What do you look for in a mixtape?
I don’t really have a criteria for this because, the lines between albums, mixtapes, EPs, and “playlists” are so blurry right now. I wish there was a better answer for that, but nowadays, you almost have to take an artist’s word for it. If Artist A drops a new project and calls it a mixtape, then it’s a mixtape. If they call it a playlist, it’s a playlist. You can’t really argue with the artist about that. Sometimes, artists say they dropped a mixtape, but then claim it’s an album when the Grammys come around. So, since there are no more clear distinctions, I don’t really think about “what to look for” in mixtapes anymore.
How has the mixtape game inspired your career in journalism?
I was thinking about this a lot, but I can’t really say that the mixtape game has inspired or impacted my career any more than the album game or the EP game. All of it has worked together in my career thus far.
How do you think the mixtape culture shaped hip-hop?
I’d say that it’s shaped it in both positive and negative ways.
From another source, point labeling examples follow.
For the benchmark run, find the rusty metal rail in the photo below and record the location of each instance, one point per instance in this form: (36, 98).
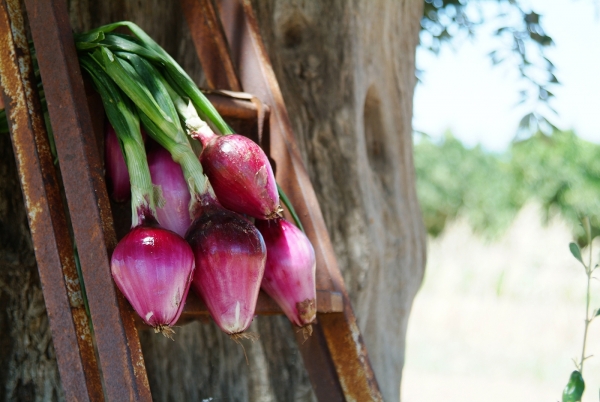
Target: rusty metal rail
(119, 351)
(335, 356)
(47, 221)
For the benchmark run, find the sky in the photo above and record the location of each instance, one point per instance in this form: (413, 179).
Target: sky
(462, 91)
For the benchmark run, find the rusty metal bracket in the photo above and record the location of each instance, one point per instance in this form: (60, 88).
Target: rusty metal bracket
(119, 351)
(47, 221)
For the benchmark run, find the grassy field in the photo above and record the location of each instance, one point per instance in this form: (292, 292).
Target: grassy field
(500, 321)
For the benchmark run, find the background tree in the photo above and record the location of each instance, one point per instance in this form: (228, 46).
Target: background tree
(347, 72)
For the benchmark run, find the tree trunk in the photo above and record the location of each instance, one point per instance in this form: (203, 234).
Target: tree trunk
(346, 70)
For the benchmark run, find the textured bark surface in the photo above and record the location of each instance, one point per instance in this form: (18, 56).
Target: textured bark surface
(346, 69)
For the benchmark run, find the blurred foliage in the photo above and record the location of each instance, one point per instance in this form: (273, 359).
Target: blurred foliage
(522, 43)
(560, 172)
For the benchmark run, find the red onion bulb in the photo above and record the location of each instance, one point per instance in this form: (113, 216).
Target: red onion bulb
(153, 268)
(166, 173)
(230, 259)
(117, 175)
(290, 271)
(241, 175)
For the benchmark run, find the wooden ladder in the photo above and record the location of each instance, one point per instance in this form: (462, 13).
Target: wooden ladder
(111, 366)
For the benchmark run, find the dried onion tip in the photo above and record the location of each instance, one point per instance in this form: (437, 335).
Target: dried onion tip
(290, 271)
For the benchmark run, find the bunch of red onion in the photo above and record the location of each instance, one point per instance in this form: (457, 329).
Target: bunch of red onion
(152, 266)
(290, 271)
(228, 251)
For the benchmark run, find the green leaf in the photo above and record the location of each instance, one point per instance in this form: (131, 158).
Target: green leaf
(576, 251)
(174, 70)
(133, 85)
(574, 389)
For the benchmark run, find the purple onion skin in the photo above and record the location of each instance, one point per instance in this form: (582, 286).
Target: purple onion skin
(230, 259)
(167, 174)
(241, 175)
(290, 270)
(117, 175)
(153, 268)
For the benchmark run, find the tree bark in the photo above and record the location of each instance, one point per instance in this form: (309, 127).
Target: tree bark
(346, 69)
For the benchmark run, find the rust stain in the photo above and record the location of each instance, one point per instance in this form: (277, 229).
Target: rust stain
(47, 222)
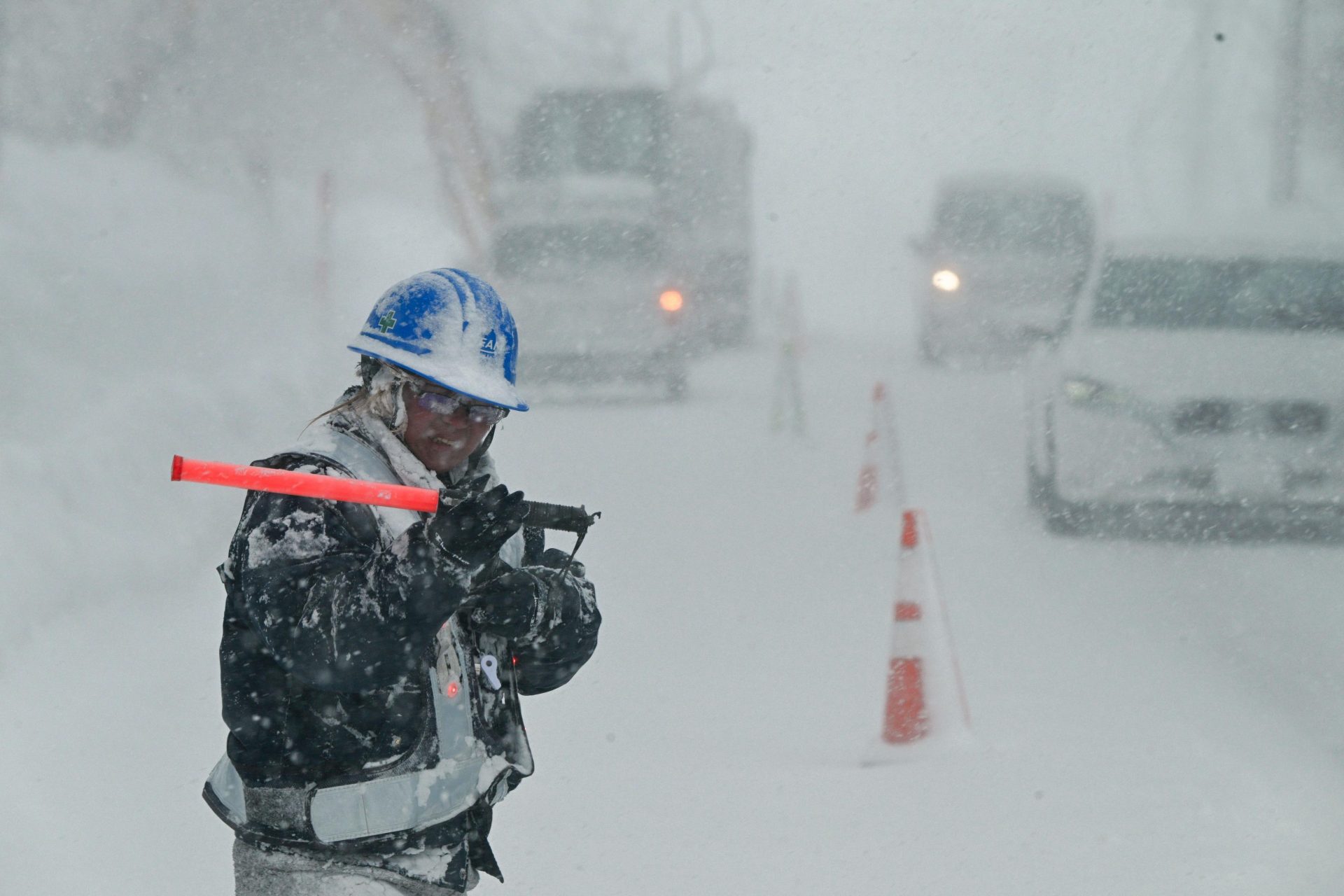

The mixtape culture has amplified voices in unconventional ways. 50 Cent is a great example of that. Mixtapes have also allowed rappers to redefine their careers. Lil Wayne and Joe Budden come to mind on that front. In many ways, mixtapes have allowed artists to thrive creatively, flipping existing tracks into new ones. Then again, there have been so many copyright issues, resulting in so many lawsuits. Recently, producers have come out to describe the financial issues surrounding mixtape credits. So, the mixtape game has shaped hip-hop in different ways. When artists drop mixtapes nowadays, it’s usually over original beats versus someone else’s.
Do you think the mixtape culture is becoming a dying art?
I don’t know that it’s dying. It seems to me, that the culture is just evolving. “Freestyles” went through the same thing, when it became more about free-form verses instead of off-the-top bars. It’s just semantics, really. What you’re seeing is an evolution of that culture, something that’s happened because of the pros and cons we discussed earlier.
What’s your view on the industry trying to profit off mixtapes versus selling it for free?
Well, this is an interesting question and I’d say my ideas have matured over the years. Music is valuable and it should be treated like that. Free mixtapes are cool for fans, I get that, but that doesn’t typically help an artist feed themselves or their families. Moreover, free mixtapes are sometimes used as an excuse not to pay the creatives behind the scenes, including producers, engineers, guest artists, photographers, and designers. That’s not always fair. In the streaming era, that’s gotten even more complicated. In the end, I’m all for artists getting compensated fairly, and I’m not just talking about the rappers when I say artists.
Do you think mixtapes are still a source of discovering new artists?
It depends. Take a group of 10 people and ask them how they discover artists. You’ll see that everyone will have different answers. Some might say Spotify, others Soundcloud. There’s YouTube, Twitter, Instagram, Facebook. Then there’s word-of-mouth, which I still think is the most valuable resource.
Does a lane for mixtapes and its DJs still exist?
Yes, but it isn’t all traditional. That lane continues to evolve. Just look at DJ Khaled.